Una mujer se queda embarazada de forma natural e in vitro en la misma semana

Beata se sometió a una dieta para adelgazar más de 30 kilos y poder hacerse una fecundación in vitro, pero la misma semana se quedó embarazada de forma natural

Foto: Beata Bienias y su marido Pawel, junto a los trillizos (Foto: Facebook)
Beata Bienias y su marido Pawel, junto a los trillizos (Foto: Facebook)

Beata Bienias tiene 36 años y es polaca, aunque vive en el condado de Wiltshire, en el suroeste de Inglaterra. Llevaba ocho años intentando quedarse embarazada, pero no lo había conseguido. El destino ha querido que la misma semana en la que se sometió a una fecundación in vitro para tener un hijo, Beata concibiera dos hijos mellizos de forma natural.

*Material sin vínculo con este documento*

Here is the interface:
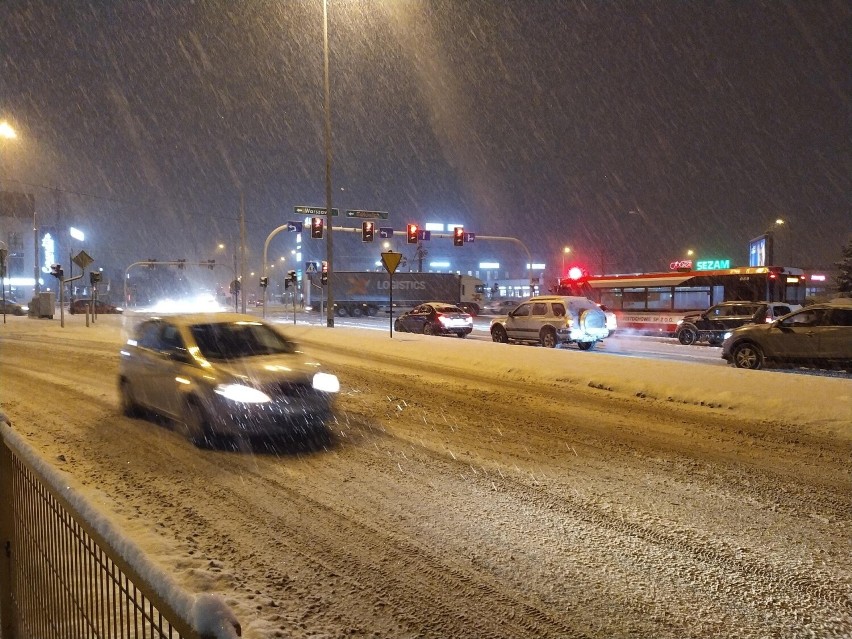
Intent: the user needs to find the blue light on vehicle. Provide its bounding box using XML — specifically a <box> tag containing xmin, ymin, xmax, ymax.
<box><xmin>216</xmin><ymin>384</ymin><xmax>272</xmax><ymax>404</ymax></box>
<box><xmin>313</xmin><ymin>373</ymin><xmax>340</xmax><ymax>393</ymax></box>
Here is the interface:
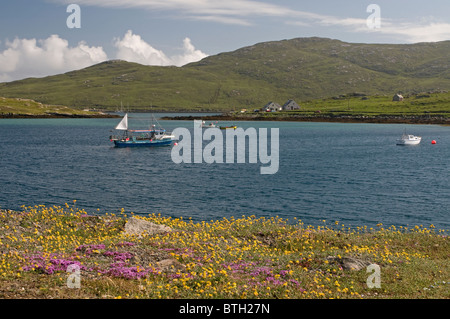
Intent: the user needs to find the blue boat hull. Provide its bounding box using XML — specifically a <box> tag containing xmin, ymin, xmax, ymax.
<box><xmin>114</xmin><ymin>140</ymin><xmax>173</xmax><ymax>147</ymax></box>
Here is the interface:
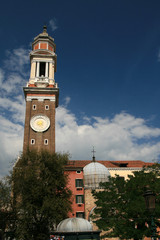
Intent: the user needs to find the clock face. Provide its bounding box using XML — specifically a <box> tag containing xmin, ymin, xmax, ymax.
<box><xmin>30</xmin><ymin>115</ymin><xmax>50</xmax><ymax>132</ymax></box>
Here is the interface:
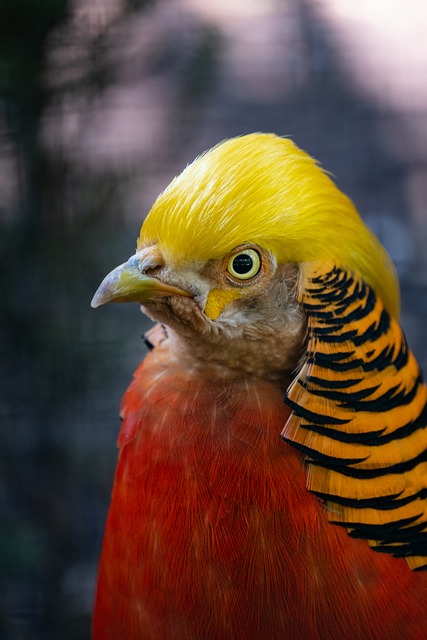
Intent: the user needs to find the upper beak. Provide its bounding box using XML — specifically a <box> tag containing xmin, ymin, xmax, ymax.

Los trillizos nacieron el pasado 13 de diciembre de 2018, a las 34 semanas de gestación, en un hospital británico, pero ha sido ahora cuando su historia ha salido a la luz. Tuvieron que practicar una cesárea a Beata para cerciorarse de que todo iba a salir bien y los tres bebés llegaron al mundo sanos y salvo. Se trata de dos niñas y un niño: Amelia, concebida por fecundación asistida, y Borys y Matylda, de forma natural.

Beata reconoce que en la clínica de fertilidad le avisaron de que no debía mantener relaciones sexuales en los cuatro días anteriores al tratamiento "pero creo que debimos haberlo hecho, porque en el escáner se puede ver que los gemelos fueron concebidos en algún momento de la semana anterior a la transferencia de embriones".

En declaraciones al Daily Mail, recuerda cómo fue el momento en el que el médico les dio la noticia: “El doctor nos pidió a mí y a mi marido que nos sentáramos. Luego nos dijo que había visto tres bebés en el escáner”.

Un caso único

Emma Cannon, una especialista con más de 25 años de experiencia en el campo de la fertilidad, explica la rareza de la noticia: “Sólo he encontrado uno o dos casos en los que las mujeres se han quedado embarazadas mientras se someten a un tratamiento de fertilidad. Pero sucedió antes de que se produjera la transferencia de embriones y luego decidieron continuar con el embarazo natural y no con el in vitro”.

Por tanto, para la doctora Cannon es algo único: “Nunca me he encontrado con alguien que haya concebido naturalmente antes, o en el momento de la transferencia de embriones, y luego haya quedado embarazada a través de fecundación in vitro”.

Beata tenía un importante problema de obesidad y se sometió a una dieta de adelgazamiento antes de someterse al tratamiento. Perdió más de 30 kilos y eso le ayudó a quedarse embarazada después, aunque no esperaba que con tanto éxito.

Los tres bebés nacieron con un peso dentro de lo normal, aunque algo bajo: Amelia, la bebé concebida in vitro, pesó 2 kilos 300 gramos, mientras que sus hermanos eran algo más livianos: Matylda pesó 1,950 y Borys, 1,800. Beata confirma que los tres están creciendo rápido y sanos y sólo tiene una palabra para expresar todo lo que siente: “felicidad”.